Based on these filings, PG&E remains on track to have its Chapter 11 Plan confirmed by June 30, 2020, the deadline for participating in the state’s new go-forward wildfire fund. Upon emergence from Chapter 11, PG&E will be a financially stable company positioned to continue prioritizing safe operations and customer focus while meeting California’s energy needs and clean energy goals in a changed climate.

“Under our plan, the company will emerge from Chapter 11 as a reimagined utility with an enhanced safety structure, improved operations, and a board and management team focused on providing the safe, reliable, and clean energy our customers expect and deserve. Our 23,000 PG&E employees are striving every day to deliver that service and to build the utility of the future. We are committed to emerge from Chapter 11 by June 30, 2020, in a manner that allows us to help lead California toward the future, meeting the highest safety, governance, and operational standards,” said CEO and President of PG&E Corporation Bill Johnson.

According to a related 8-K filing, JPMorgan Chase is serving as administrative agent for a $5.5 billion senior secured superpriority debtor-in-possession credit facilities in the form of a revolving credit facility in an aggregate amount of $3.5 billion, including a $1.5 billion letter of credit subfacility, a term loan facility in an aggregate principal amount of $1.5 billion and a delayed draw term loan facility in an aggregate principal amount of $500 million.
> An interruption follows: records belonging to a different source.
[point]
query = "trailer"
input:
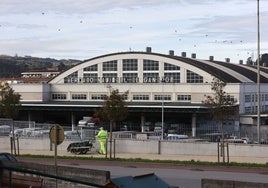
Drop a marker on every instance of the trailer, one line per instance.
(80, 147)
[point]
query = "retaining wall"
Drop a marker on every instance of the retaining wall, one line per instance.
(151, 147)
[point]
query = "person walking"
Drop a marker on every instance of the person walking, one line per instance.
(102, 137)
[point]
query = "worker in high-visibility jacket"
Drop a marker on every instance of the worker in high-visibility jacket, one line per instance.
(102, 137)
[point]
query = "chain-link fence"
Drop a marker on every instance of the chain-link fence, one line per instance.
(204, 130)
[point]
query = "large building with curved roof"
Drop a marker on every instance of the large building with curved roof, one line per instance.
(156, 83)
Borrowings under the DIP facilities are senior secured obligations of the Utility, secured by substantially all of the Utility’s assets and entitled to superpriority administrative expense claim status in the Utility’s Chapter 11 bankruptcy. The utility’s obligations under the DIP facilities are guaranteed by PG&E Corporation. The DIP facilities mature on December 31, 2020, subject to the utility’s option to extend the maturity to December 31, 2021.

Citibank is serving as collateral agent for the facility.

San Francisco-based Pacific Gas and Electric Company provides natural gas and electric service to approximately 16 million people.